The recent activity with neural language model gave us some new ideas. With the help of the genre of a movie, we were already able to build a pretty good semantic space for movies. However, the genre information is not a very accurate measure for the similarity of movies and furthermore it is very subjective and thus not very consistent. We briefly discussed the idea of micro genres to do a better task at discriminating movies but building them is not trivial without additional data. So, what if we could estimate a genre distribution for each movie that better reflects the topic described by the used keywords?
For this, we borrow a lot from the neural models. For example, if we see a context of (hell, demon), most of us would probably tag a movie with ‘horror’, while (police, robbery) would probably lead to a ‘crime’ tag. And that is the idea: We predict the genre by considering a 2-word context plus the actual genre of a movie. No doubt that a combination of (hell, demon) can be also present in an action movie, but if the data is consistent, it is reasonable to assume that most of the time, it is present in movie with a strong horror them. If a movie has more than one genre, we create training samples with different genre labels.
To learn something about the capabilities of such a model, we created a training set by considering all feature bi-grams of a movie. The goal is to maximize the likelihood of the genre, given the two feature words. To assess the quality of the outcome, we predicted the genre for each bi-gram and used a normalized histogram to get the probability vector.
There is definitely room for improvement, but the results are at least reasonable. Here, we have the outcome of two 007 movies with the most important genres:
Sci-Fi: 2.2%, Comedy: 9.9%, Thriller: 7.6%, Action: 74.7%, Spy: 5.5%
Sci-Fi: 0.9%, Drama: 6.7%, Thriller: 5.7%, Action: 74.3%, Crime: 4.7%, Spy: 7.6%
As we can see, the key ingredients to a 007 movie are all there: A lot of action, paired with thriller and crime.
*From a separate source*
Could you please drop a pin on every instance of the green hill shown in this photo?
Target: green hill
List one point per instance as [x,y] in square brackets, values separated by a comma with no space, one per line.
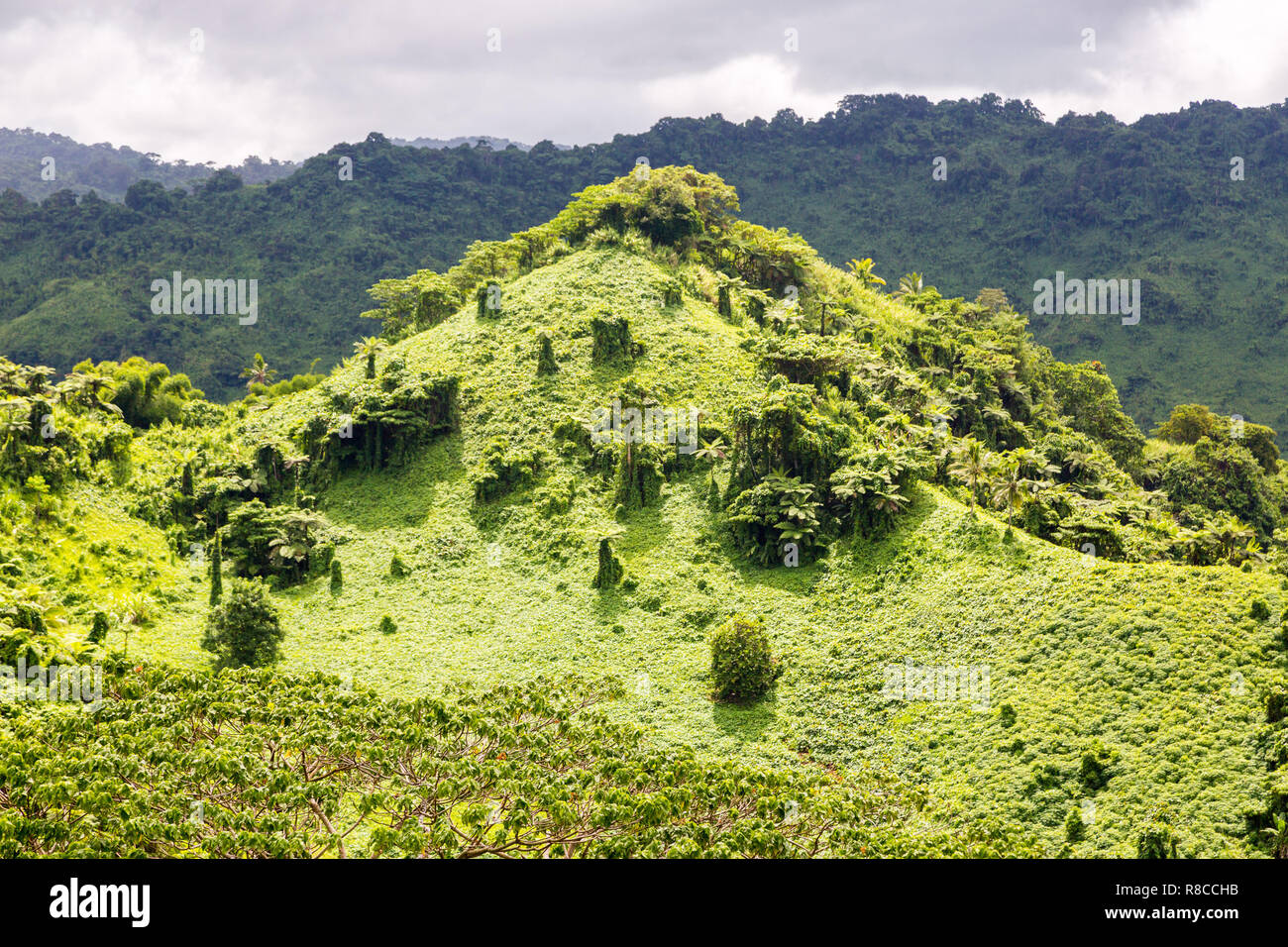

And not to forget the futuristic gadgets that are never missing which probably lead to the notable sci-fi portion.
Bottom line: Instead of using a one-hot genre vector or a vector that contains a 1 at a position whenever a genre is present, the new genre vector carries a lot more information. First, we have a rough estimation how much of a genre is present in a movie and second, we do not rely on a single vote to set the genre, but we are using the data itself to average many votes to determine genres.